The New York Times investigation reveals major tech companies like OpenAI, Google, and Meta have been accused of bending rules to gather data for AI development, sparking legal and ethical concerns in the industry.
Major Tech Companies Accused of Rule-Bending in AI Data Collection
A recent investigation by The New York Times has revealed that leading tech companies, including OpenAI, Google, and Meta, have allegedly bent and broken rules to obtain data essential for developing their artificial intelligence (AI) systems. The investigation, involving technology reporter Cade Metz, highlights the measures these companies took to secure data, such as using copyrighted content.
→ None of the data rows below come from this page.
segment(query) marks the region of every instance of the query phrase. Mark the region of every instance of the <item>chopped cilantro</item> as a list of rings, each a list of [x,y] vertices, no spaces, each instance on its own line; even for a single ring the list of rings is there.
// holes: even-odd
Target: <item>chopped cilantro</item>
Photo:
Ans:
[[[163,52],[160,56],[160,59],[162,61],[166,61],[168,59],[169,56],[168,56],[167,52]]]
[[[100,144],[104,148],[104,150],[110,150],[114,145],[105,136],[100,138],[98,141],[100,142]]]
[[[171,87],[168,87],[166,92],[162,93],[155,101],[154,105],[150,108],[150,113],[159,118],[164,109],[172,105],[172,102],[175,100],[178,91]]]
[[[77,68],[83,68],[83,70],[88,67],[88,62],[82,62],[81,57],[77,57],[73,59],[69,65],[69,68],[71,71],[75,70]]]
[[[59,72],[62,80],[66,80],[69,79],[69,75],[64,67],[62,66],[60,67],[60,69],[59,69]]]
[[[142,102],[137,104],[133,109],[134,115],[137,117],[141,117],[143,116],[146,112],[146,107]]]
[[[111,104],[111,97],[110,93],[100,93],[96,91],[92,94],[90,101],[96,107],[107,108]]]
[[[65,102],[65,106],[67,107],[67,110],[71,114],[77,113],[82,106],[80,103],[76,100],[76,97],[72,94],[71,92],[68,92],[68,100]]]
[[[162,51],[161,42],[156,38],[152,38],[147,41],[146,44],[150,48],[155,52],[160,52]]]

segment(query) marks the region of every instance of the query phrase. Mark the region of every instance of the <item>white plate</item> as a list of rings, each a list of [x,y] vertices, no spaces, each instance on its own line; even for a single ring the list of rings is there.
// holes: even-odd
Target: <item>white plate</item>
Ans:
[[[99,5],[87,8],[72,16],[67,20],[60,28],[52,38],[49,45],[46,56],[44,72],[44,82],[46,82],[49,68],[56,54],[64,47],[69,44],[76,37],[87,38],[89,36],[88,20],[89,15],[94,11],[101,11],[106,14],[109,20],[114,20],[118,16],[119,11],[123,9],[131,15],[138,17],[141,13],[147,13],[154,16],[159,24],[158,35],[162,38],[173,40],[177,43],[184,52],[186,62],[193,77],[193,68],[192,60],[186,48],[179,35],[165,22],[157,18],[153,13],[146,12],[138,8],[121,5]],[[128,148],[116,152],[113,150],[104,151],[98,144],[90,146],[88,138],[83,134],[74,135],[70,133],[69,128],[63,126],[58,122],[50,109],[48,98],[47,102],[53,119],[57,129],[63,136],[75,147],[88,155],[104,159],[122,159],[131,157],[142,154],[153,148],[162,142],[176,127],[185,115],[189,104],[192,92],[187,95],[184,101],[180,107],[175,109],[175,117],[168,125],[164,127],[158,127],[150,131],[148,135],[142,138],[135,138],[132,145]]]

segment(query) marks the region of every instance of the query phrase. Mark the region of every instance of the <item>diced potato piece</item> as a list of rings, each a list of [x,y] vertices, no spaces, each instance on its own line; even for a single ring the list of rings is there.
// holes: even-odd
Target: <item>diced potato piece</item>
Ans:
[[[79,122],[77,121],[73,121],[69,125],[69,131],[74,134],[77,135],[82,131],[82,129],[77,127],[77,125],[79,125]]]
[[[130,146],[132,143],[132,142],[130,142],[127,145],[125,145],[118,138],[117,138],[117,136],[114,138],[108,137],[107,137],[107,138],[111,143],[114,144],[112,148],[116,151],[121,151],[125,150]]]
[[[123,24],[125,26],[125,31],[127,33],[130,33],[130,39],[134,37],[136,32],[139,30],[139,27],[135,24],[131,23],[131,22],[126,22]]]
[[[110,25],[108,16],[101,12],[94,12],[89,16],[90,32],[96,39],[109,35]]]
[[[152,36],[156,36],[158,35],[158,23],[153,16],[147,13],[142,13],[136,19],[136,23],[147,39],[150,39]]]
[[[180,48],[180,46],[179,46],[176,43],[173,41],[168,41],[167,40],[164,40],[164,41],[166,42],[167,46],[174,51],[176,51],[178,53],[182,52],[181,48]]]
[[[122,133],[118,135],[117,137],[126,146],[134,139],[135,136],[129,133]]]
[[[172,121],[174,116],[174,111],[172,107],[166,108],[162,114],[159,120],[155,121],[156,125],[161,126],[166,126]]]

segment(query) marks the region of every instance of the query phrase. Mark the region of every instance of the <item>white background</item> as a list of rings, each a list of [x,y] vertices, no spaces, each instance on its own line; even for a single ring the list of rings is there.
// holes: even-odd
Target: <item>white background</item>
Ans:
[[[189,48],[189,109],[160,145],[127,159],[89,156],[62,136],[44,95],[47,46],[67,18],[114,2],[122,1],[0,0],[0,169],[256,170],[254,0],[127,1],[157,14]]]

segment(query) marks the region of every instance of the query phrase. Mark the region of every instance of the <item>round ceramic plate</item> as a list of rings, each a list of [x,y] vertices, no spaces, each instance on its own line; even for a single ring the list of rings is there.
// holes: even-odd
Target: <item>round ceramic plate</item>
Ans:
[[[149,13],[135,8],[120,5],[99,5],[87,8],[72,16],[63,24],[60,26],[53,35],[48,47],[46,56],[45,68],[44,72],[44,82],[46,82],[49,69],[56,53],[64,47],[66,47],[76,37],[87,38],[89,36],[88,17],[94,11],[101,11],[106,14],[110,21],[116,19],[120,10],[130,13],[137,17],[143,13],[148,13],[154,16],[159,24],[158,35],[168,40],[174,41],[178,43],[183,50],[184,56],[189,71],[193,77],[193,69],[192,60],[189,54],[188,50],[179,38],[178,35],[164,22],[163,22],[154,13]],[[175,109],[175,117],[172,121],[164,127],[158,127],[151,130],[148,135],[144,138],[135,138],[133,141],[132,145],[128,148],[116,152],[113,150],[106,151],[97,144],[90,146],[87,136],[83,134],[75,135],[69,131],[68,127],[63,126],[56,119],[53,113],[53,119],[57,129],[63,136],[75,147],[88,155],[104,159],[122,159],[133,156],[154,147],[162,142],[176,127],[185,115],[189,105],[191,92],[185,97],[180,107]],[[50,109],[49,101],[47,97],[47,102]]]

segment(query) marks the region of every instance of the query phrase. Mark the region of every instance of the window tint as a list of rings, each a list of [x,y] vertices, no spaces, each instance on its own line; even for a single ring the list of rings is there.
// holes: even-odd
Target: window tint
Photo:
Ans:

In late 2021, OpenAI reportedly exhausted nearly all the available English language text on the internet for its ChatGPT system. To overcome this limitation, the company allegedly used audio and video content from various online sources, including YouTube, despite knowing it violated YouTube’s terms of service. A Google spokesperson stated the company was unaware of OpenAI’s actions, although some employees might have turned a blind eye due to Google’s similar practices.
Meta, also striving to enhance its AI capabilities, considered acquiring data by various means, including potentially purchasing publisher Simon & Schuster. However, it ultimately eschewed these plans in favor of gathering data from the internet, despite legal risks.
The report also highlights ongoing lawsuits from authors, publishers, and news organizations, including The New York Times, accusing these tech giants of using their copyrighted content without permission. Legal experts suggest that these lawsuits could significantly impact the future operations of AI companies, potentially requiring them to license data, which might be economically unfeasible given the volume needed.
If courts rule in favor of the plaintiffs, AI companies might have to develop new methods for data collection, potentially including the use of synthetic data generated by AI systems themselves.
This investigation underscores the complex legal and ethical issues surrounding the use of vast amounts of data in AI development, posing significant challenges for the tech industry moving forward.